Mariés depuis 7 mois, la fin de l’année scolaire arrivant, ils rentrent à Paris en juin 2016 et se rendent à la Préfecture avec toutes leurs preuves de vie commune. Ils n’ont pas encore compris, qu’avant d’aller à la Préfecture pour déposer un dossier de demande de titre de séjour « conjoint de Français », ils doivent passer par l’un des centres de réception des étrangers dans le XIV arrondissement, seul autorisé à délivrer un rendez-vous.

En se rendant à la permanence des ABP (amoureux au ban public), Barbara et Milad comprennent qu’ils n’ont finalement aucune preuve tangible attestant de la communauté de vie pour l’administration. Elle exige notamment : un bail, des quittances de loyer, des factures mensualisées : EDF, Eau, Téléphone, un avis d’imposition ou de non-imposition aux 2 noms. Leur dossier n’a strictement aucune validité pour l’administration.

Ils cherchent alors un petit appartement à Paris, Barbara doit terminer ses études. Il leur faut un bail aux 2 noms, pour satisfaire les exigences de l’administration préfectorale. Ils essuient une vingtaine de refus : bien que mariés, ayant l’un et l’autre des membres de la famille se portant comme « caution solidaire », aucun propriétaire n’accepte d’indiquer le nom de Milad sur le bail.

Seul le nom de Barbara apparaîtra. Les banques refusent d’ouvrir un compte joint, Milad ne peut évidemment pas avoir des bulletins de salaires puisqu’il travaille au noir. Malgré toutes ces difficultés, ils commencent à monter scrupuleusement leur dossier avec leurs preuves de vie commune selon l’administration. Chaque mois, ils doivent présenter un minimum de une à deux preuves. Cette occupation devient une véritable obsession.

Milad est sans papiers déjà depuis 1 an : il ne peut pas travailler légalement, n’a aucune protection sociale et risque le renvoi musclé en Iran.

En février 2017, enfin leur dossier est complet. Ils sont mariés depuis 15 mois ! Ils se rendent au centre de réception des étrangers qui reçoit sans rendez vous. Il contrôle juste les dossiers et n’accorde un rendez-vous en Préfecture, seulement si ces derniers sont conformes.

Barbara et Milad arrivent dès 4H30 du matin pour maximiser leurs chances d’être reçus dans la journée ; le dossier est complet. Ils obtiennent leur premier rendez-vous en Préfecture pour septembre 2017.

6 mois encore de vie clandestine pour Milad. 6 mois de précarité !

« Cette fois, c’est trop, c’est scandaleux. Nous n’en pouvons plus. Nous sommes effondrés ! »

Milad a toujours dans sa poche la photocopie de son acte de mariage qu’il pourra présenter s’il se fait arrêter. Avec un peu de chance, l’agent de police y sera sensible.

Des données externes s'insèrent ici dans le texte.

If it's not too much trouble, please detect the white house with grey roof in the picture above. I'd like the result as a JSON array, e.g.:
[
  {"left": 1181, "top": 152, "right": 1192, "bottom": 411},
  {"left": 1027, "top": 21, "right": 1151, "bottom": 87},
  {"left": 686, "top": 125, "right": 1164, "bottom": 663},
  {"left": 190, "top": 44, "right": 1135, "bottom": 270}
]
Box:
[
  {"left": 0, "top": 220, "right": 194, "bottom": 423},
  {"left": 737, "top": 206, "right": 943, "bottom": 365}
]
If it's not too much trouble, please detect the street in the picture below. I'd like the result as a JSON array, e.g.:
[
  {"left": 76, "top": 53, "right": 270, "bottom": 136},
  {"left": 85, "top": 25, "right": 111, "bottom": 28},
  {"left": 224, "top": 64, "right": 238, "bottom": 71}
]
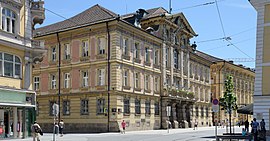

Le stress et la peur quotidiennes continuent.

Le jour fatidique arrive enfin : le père de Barbara les accompagne en Préfecture pour les soutenir moralement, espérant également que sa présence pourra rassurer l’employé a priori soupçonneux quant à l’union de Barbara et Milad. Ne s’agit-il pas d’un mariage blanc ou gris ?

Le dossier parfaitement classé avec d’un côté les photocopies, de l’autre les originaux est admis.

Obtention du premier titre de séjour d’1 an éventuellement renouvelable.

Côut de l’opération : 654 euros.

Mais, le bonheur est quasi absolu.

Après presque 2 ans de mariage et 26 mois de clandestinité, Milad peut enfin chercher légalement du travail, se déplacer dans la ville sans inquiétude. Il va bénéficier d’une protection sociale et pourra voyager.

Chaque jour la boule d’angoisse qui les empêchait de vivre depuis trop longtemps se desserre un peu plus.

Ils se réveillent enfin, comme tous les amoureux, en savourant simplement le bonheur de la journée qui s’annonce.

Il ne faut surtout pas baisser la garde, il convient de préparer très sérieusement le dossier de renouvellement. Si tout va bien, ils obtiendront la carte de séjour pluriannuelle, valable 2 ans (250 Euros).

A la fin de chaque mois, une exigence, toujours la même : comptabiliser les preuves irréfutables de vie commune au sens de l’administration.

Le gros classeur est toujours là sur le bureau, comme une menace.